Tue, 26 Oct 2004

Selection row threatens to stall House

Kurniawan Hari, The Jakarta Post, Jakarta

Factions supporting the People's Coalition government have threatened to boycott a plenary House of Representatives session to endorse commission members scheduled on Tuesday, accusing their opposition of changing the rules in the race for commission chairmanship posts.

A failure to divide lawmakers into commissions would stall the election of commission leaders and all House activities.

The United Development Party (PPP), the Democratic Party, the National Mandate Party (PAN), the Prosperous Justice Party (PKS) and the Democratic Pioneer Star (BPD) factions agreed on Monday not to submit representatives' names to the 11 House commissions unless Tuesday's plenary session was delayed to allow the criteria for the selection to be renegotiated.

"The plenary meeting tomorrow (Tuesday) must be delayed," PPP legislator Achmad Muqowwam told The Jakarta Post.

The factions, which support President Susilo Bambang Yudhoyono, control 232 out of the 550 House seats. If the boycott takes place, the House could not hold a plenary meeting, which requires the signatures of at least two thirds of House members.

PAN faction deputy chairman Djoko Susilo said the boycott threat was sparked by the decision of House Speaker Agung Laksono and leaders of factions affiliated to the Nationhood Coalition and the National Awakening Party (PKB) to support the election of commission leaders through a vote.

If a vote were to be held, the opposition Nationhood Coalition could, with the support of the non-aligned National Awakening Party (PKB), make a clean sweep of all commission posts. The Nationhood Coalition comprises the Golkar Party, the Indonesian Democratic Party of Struggle (PDI-P), the Prosperous Peace Party (PDS) and the Star Reform Party (PBR) factions.
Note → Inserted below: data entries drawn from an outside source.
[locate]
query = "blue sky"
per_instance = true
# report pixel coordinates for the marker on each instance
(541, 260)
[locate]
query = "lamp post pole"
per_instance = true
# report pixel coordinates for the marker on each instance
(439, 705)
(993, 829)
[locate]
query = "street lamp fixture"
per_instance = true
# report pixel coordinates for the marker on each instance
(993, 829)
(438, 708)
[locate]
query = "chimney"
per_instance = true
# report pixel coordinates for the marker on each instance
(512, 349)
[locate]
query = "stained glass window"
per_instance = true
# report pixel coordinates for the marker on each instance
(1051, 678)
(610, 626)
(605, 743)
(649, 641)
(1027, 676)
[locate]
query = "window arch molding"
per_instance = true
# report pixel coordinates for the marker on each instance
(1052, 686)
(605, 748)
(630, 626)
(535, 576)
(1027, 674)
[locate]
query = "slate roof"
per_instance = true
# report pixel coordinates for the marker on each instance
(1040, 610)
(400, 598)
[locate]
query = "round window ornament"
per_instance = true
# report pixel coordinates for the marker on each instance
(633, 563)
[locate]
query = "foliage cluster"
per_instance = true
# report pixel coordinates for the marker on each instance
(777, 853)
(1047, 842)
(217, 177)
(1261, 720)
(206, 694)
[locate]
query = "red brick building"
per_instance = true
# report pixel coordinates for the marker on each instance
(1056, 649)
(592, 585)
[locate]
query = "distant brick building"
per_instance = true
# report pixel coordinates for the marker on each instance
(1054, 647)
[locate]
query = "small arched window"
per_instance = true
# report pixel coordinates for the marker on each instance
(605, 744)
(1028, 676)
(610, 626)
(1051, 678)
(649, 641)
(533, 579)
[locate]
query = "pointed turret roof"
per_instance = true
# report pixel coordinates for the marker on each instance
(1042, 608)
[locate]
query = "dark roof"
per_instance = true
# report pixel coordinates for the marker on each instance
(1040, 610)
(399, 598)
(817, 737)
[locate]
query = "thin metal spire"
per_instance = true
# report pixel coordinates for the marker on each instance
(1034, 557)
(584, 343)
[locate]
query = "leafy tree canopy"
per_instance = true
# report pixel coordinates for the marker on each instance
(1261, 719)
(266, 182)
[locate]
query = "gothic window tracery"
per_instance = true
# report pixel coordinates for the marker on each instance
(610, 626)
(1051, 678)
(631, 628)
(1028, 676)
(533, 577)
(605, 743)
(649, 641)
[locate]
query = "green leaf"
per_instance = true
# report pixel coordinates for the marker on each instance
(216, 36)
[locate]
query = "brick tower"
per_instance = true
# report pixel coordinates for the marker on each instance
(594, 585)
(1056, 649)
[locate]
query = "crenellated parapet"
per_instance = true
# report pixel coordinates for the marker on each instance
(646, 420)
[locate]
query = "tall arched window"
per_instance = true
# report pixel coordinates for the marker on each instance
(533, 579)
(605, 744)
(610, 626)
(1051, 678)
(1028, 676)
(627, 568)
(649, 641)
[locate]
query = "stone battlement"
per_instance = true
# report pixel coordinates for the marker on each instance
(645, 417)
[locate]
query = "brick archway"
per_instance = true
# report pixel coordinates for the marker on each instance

Previously, a meeting between faction leaders had agreed parties would be represented on the 11 commissions and other auxiliary bodies based on their proportion of seats in the House.

Under the original scheme, Golkar, which controls the biggest number of House seats, would get four commission chairmanship posts and 11 deputy chairmanship posts. The PDI-P would get three chairmanship and nine deputy chairmanship posts, while the PPP, Democrats, and PAN would get two chairmanship posts each, with the PKB only one.

The PKB earlier rejected the scheme, branding the division unfair. Holding 52 seats, it demanded two commission chairmanship posts, equal to PAN which has 53 seats.

"The PKB is disappointed and rejects the scheme. Of course, the election of commission leaders should be made through a vote," Zainal Arifin of the PDI-P said.

Zainal said the leaders of the PDI-P, Golkar and PKB factions had met to discuss the possibility to support an election system.

"We may build a bloc to counter them (People's Coalition). It's normal in politics," he told the Post.

Sources said the PKB initiated the new scheme and sought support from the PDI-P and Golkar factions to sweep chairmanship posts in all the commission and auxiliary bodies.

Under the new proposal, Golkar, the PDI-P, and the PKB would get seven, six, and three chairmanship posts respectively.

The factions have already joined forces to help Agung win the post of House speaker.